Did a bit of googling, and the altitude of the ISS is ~400 km, which is only 1.33 ms away at the speed of light. This throws my latency assumptions out of whack, even if the internet uplinks are few and far away. Is there any alpha geeks here that can shed some light on this?
 
That should be fine for some old classics like Starcraft 1 or C&C Red Alert.
 
humm it might be a good idea to put interconnect platforms in space that way we could mesh network all the satellites in orbit independent of the ground then ground stations all over the world would connect to geo synchronous interconnects... each interconnect then connects all within range to both the ground and to the communications network they could put weaker broadcast antenna on smaller satellites while maintaining a better connection with the ground at all times...
 
Considering that they are forced to use ancient computing hardware that has been "ruggedized" for space and radiation exposure, I doubt it's powerful enough to play any games anyway.
 
Meh, I've played modern MMO on internet no faster then dial-up! If you need your fix, then you need your fix.
 
Considering that they are forced to use ancient computing hardware that has been "ruggedized" for space and radiation exposure, I doubt it's powerful enough to play any games anyway.
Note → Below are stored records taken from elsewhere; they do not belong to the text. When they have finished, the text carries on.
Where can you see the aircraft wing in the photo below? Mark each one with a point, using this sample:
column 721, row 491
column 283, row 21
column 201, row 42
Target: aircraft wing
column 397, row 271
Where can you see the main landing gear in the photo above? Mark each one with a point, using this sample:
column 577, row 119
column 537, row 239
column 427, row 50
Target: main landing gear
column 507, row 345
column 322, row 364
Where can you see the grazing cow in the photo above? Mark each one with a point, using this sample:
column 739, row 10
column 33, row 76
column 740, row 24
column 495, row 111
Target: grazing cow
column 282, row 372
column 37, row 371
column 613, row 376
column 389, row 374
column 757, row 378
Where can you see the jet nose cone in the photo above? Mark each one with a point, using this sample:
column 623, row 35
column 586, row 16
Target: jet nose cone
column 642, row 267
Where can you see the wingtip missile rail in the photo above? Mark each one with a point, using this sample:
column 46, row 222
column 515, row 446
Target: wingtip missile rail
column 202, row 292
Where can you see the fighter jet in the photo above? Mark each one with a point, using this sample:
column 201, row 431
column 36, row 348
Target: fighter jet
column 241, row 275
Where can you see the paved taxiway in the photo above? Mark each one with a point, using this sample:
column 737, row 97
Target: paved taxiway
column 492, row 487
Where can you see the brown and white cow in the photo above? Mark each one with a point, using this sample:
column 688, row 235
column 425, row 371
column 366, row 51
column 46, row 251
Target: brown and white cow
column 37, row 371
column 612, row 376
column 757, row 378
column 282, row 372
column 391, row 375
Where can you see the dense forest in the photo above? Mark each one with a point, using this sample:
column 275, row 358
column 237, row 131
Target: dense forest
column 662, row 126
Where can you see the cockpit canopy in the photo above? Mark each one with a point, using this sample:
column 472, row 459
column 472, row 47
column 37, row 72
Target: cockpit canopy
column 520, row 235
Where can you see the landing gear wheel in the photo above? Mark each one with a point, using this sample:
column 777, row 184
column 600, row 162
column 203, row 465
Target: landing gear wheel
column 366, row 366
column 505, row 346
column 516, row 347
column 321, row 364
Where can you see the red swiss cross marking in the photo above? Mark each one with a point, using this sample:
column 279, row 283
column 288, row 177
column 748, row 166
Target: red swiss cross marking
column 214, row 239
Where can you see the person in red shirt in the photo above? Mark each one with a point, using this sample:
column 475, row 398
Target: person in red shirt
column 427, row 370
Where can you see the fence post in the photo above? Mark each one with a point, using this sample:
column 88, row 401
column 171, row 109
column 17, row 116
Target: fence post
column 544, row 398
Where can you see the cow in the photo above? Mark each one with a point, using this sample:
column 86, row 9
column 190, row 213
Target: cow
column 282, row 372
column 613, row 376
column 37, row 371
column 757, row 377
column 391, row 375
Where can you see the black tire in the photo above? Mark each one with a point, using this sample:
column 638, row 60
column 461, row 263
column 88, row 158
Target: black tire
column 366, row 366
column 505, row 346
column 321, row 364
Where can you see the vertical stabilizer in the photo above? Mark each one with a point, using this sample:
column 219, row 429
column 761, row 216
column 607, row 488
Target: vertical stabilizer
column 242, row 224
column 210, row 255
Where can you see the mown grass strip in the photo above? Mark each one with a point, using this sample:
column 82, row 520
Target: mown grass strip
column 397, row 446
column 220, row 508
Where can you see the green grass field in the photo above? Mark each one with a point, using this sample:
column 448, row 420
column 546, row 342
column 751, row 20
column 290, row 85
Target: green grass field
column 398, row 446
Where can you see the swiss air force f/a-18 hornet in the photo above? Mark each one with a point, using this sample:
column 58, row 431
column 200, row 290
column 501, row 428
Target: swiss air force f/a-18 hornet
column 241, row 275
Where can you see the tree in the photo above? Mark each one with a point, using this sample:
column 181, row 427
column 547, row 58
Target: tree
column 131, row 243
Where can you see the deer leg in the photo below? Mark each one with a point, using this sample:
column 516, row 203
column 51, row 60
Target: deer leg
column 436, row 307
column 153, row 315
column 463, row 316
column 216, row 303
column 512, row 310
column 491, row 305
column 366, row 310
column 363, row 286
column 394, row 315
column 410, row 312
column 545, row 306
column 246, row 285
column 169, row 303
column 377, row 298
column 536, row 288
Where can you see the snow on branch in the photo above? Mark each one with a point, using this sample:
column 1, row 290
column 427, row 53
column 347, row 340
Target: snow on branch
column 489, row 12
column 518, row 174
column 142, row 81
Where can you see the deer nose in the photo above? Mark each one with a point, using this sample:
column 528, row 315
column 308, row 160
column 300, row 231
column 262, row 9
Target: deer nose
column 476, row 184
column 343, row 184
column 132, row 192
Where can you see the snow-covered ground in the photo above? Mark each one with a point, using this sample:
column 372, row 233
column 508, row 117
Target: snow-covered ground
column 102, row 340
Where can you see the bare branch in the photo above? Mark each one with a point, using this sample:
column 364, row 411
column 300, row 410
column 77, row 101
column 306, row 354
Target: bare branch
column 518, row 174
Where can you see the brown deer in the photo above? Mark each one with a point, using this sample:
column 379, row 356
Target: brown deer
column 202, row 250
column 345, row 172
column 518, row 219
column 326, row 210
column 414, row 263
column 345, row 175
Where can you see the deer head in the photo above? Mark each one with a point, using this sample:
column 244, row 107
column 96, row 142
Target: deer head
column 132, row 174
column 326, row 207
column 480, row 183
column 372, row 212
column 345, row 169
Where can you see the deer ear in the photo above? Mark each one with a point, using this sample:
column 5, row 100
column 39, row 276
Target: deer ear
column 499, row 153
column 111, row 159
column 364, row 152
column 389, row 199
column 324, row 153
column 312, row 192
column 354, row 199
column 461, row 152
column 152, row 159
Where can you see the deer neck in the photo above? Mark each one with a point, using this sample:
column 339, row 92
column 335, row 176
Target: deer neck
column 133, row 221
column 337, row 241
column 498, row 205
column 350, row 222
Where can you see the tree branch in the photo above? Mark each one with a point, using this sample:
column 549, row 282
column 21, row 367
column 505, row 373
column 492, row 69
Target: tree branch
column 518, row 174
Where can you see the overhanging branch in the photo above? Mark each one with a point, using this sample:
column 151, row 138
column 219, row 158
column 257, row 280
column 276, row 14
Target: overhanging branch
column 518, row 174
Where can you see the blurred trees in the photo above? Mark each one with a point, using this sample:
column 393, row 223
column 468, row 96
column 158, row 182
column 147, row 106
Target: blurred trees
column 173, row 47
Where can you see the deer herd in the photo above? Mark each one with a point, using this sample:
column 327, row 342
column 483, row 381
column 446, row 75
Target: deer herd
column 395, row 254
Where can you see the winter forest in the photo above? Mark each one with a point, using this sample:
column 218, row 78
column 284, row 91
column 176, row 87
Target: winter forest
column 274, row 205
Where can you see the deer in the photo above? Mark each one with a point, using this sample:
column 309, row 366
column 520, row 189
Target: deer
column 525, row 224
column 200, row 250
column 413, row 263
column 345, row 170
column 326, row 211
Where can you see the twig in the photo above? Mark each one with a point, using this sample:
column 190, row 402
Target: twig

They use commercial, off the shelf Thinkpads. T61 is the latest model up there, I believe.

Not ruggedized, but sure as heck not gonna play any games.

300px-Thinkpad-on-ISS-400px-TORU_docking_system.jpg
 
Why dont they take a nice gaming desktop with Dual GTX590's a i7 2600k, 16gb DDR3 1600, 1tb SSD and a 6tb Raid 1+0 lol.
 
Ya I'm going to say this is an infrastructure issue some than anything else. I've seen them do video from it. NTSC video is 6MHz, that is enough for 30-40ish mbps of network.
 
Did a bit of googling, and the altitude of the ISS is ~400 km, which is only 1.33 ms away at the speed of light. This throws my latency assumptions out of whack, even if the internet uplinks are few and far away. Is there any alpha geeks here that can shed some light on this?

I assume the same can be said for call towers and your cell phone. You dont get instant pings with your cell phone even though you're a fraction of the distance from it than the ISS is from earth.